Mexico is widely recognized as one of the primary beneficiaries of ongoing US trade tensions with China. Since the end of 2017, it has captured a greater share of US manufacturing imports than any other country asides Vietnam. Mexico has also recently become the largest trade partner to the US, however, market share gains in US manufacturing imports have not been linear, with Mexico lagging some of its competitors in this metric only a year ago.

To gain better insight into these dynamics, we use a split-share methodology to divide changes in market share gains into three different components:

  1. changes in competitiveness (defined as the increase in market share gain in individual import items or categories)
  2. changes in the pattern of US imports
  3. Ìýthe interaction between changes in the prior two components

Share gains weighed down by composition of US import since COVID

We found that Mexico’s failure to generate market share gains in the immediate post-COVID era was largely a reflection of changes in US import patterns drifting from autos. But this is almost certainly not a reflection of a structural change in the pattern of US consumption as much as it reflects supply disruptions to autos on account of COVID. Put differently, Mexico’s market share gains since COVID have been constrained by the fact that autos is the country’s most important manufacturing exports sector, and that this sector, perhaps more than any other, suffered larger supply disruptions on account of the pandemic. As US auto consumption and inventory trends come back to normal, Mexico’s share of US imports has improved, and we expect this to continue by virtue of this normalization.
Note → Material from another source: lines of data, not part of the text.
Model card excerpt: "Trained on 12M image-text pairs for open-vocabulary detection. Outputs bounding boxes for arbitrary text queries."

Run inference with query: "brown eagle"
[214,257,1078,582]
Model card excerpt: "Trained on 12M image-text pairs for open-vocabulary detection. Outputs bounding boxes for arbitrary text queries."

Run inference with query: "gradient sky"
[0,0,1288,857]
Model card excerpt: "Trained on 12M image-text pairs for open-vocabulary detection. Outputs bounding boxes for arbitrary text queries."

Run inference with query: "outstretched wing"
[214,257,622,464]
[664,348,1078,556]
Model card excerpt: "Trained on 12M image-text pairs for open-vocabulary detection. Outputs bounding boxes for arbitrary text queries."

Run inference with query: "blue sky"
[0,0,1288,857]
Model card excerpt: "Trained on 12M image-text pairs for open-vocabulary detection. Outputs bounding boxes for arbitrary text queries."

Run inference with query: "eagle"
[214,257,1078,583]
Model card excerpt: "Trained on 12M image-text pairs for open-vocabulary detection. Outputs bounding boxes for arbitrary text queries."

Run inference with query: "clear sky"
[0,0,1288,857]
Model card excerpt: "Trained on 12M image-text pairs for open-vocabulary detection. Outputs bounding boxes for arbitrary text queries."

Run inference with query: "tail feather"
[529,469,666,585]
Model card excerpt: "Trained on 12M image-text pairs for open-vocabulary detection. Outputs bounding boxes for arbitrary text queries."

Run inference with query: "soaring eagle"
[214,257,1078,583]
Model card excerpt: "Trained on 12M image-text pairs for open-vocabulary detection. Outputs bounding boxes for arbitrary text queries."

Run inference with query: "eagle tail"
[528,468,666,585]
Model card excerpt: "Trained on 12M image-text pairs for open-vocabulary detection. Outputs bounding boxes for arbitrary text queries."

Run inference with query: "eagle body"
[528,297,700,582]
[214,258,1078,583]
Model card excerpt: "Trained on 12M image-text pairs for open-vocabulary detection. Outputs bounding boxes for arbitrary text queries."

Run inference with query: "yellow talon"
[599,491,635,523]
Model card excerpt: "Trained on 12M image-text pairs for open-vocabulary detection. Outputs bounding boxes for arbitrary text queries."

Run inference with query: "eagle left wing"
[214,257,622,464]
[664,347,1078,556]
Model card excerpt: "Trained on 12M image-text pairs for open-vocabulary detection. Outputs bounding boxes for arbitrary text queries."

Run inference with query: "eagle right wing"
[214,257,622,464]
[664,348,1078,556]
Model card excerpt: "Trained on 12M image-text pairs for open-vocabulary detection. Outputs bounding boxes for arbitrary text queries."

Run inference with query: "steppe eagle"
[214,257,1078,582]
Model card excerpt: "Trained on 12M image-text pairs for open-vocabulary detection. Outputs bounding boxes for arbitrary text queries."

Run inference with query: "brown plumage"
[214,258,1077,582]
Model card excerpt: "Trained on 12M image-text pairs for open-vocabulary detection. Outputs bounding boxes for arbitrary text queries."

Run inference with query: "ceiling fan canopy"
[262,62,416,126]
…but Mexico has gained competitiveness across sectors

Contrary to share gains being weighed down in Mexico, gains in competitiveness by sector indicates that autos have led the way in this category. This means that although the share of US auto imports as a percentage of total manufacturing imports may have been falling on account of COVID, Mexico was capturing a larger share of that shrinking auto portion. In fact, apart from categories such as electrical equipment, appliances, components and primary metals, Mexico has gained competitiveness in every major manufacturing sector since the beginning of the trade tensions with China at the end of 2017.

Mexico’s market gains from competitiveness have increased linearly since 2017 and have been widespread across sectors. Gains from competitiveness were particularly sizeable in autos, computers and electronics, and beverages and tobacco. We think these gains are the most relevant ones in determining Mexico’s success in becoming a primary nearshoring destination of choice. However, we note that while Mexico has made sizeable market gains in important sectors such as finished autos and auto parts and computer equipment, it has yet to show any gains in two critical sub-sectors to the EV and reshoring narratives, namely batteries and semiconductors.